National Harbor, Md. – Gary Cohen, director of the Center for Consumer Information and Insurance Oversight (CCIIO), told a panel of state insurance regulators that the U.S. Department of Health and Human Services (HHS) “will be able to open our doors” on Oct. 1, 2013.
HHS will be able to operate a health insurance exchange in every state that is not able to operate an exchange in time for open enrollment, Cohen said.
“Ten months from today, people will be signing up for health insurance,” Cohen said. “Many will have not had health insurance or will have had it and lost it.”
The federal exchanges will charge plans a user fee of up to 3.5 percent of premiums on qualified health plans that are part of the federal exchange, and the state-based exchanges will find their own solutions for revenue, Cohen said.
HHS will also provide consumer support with a live chat system and a call center, and it is building a website so that consumers can compare plans and enroll in a qualified health plan, he said.
The Centers for Medicare & Medicaid Services (CMS) is building a data services hub, and it has completed the technical design for that project, Cohen said. The hub is now in the testing phase, Cohen added.
States will be the primary exchange regulator but the CMS is ready to take on enforcement, Cohen told state regulators.
The federal government is ready to take on enforcement of health insurance activities within the health care exchange if a state is unable to enforce program rules or does not, or if it asks HHS to help with enforcement, Cohen said.
Cohen spoke at the National Association of Insurance Commissioners fall meeting, before the NAIC Health Care Reform Regulatory Alternatives Working Group.
The working group is chaired by Pennsylvania Insurance Commissioner Michael Consedine.
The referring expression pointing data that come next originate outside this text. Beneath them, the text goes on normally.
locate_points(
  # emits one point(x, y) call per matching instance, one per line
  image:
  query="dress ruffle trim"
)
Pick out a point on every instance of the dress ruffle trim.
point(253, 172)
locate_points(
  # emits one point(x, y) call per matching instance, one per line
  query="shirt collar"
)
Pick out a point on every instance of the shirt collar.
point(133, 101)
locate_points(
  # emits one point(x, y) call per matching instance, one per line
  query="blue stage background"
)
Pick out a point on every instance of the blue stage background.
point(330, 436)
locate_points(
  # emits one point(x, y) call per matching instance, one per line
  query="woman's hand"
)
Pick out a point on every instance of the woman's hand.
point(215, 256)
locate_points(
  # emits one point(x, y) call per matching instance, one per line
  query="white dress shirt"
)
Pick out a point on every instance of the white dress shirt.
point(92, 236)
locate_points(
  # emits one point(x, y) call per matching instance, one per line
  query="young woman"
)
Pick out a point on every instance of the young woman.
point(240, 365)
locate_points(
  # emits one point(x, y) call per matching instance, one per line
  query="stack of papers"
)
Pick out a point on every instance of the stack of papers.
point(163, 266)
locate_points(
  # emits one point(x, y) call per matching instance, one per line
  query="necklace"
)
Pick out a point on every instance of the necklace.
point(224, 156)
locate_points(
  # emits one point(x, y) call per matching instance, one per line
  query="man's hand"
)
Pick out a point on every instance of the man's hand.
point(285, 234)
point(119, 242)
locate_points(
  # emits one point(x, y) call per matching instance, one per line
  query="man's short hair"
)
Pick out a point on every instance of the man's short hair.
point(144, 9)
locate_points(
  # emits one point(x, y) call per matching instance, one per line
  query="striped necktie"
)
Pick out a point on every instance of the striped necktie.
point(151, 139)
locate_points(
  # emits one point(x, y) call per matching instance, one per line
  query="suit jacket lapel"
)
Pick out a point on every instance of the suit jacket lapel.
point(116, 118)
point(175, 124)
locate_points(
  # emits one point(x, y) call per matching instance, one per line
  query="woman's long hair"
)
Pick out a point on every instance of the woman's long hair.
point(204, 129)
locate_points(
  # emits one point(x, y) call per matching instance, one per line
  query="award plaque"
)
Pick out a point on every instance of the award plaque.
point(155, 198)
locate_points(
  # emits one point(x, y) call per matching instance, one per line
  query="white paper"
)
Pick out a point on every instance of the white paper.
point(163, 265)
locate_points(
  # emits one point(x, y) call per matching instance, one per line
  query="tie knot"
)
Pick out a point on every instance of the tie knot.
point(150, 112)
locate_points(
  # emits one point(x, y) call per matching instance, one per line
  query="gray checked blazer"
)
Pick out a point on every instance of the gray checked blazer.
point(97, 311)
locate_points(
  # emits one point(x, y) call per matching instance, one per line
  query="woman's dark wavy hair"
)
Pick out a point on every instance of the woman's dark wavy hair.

The members are states that, by and large, have not moved far with efforts to create state-based exchanges. The Patient Protection and Affordable Care Act (PPACA) — the federal health care reform law — requires regulators to give consumers access to a state or federally facilitated insurance marketplace for health care.
Cohen said much new guidance is expected in the next couple of weeks from HHS. Regulators expect rules on navigators to be out in January, he said.
Cohen also said there is a new grant deadline of Dec. 28 for states that envision a state exchange or even a federally facilitated exchange that would transition into a state exchange.
He noted that former Oregon insurance commissioner Teresa Miller, acting director, Office of Oversight for CMS, has been doing outreach on this element with states, but he assured state regulators they would still be the primary regulators of insurance.
If PPACA takes effect on schedule and works as drafters expect, it will require insurers to sell coverage on a guaranteed-issue basis starting in 2014. Insurers will have only a limited ability to take a consumer’s age or health into account when setting rates.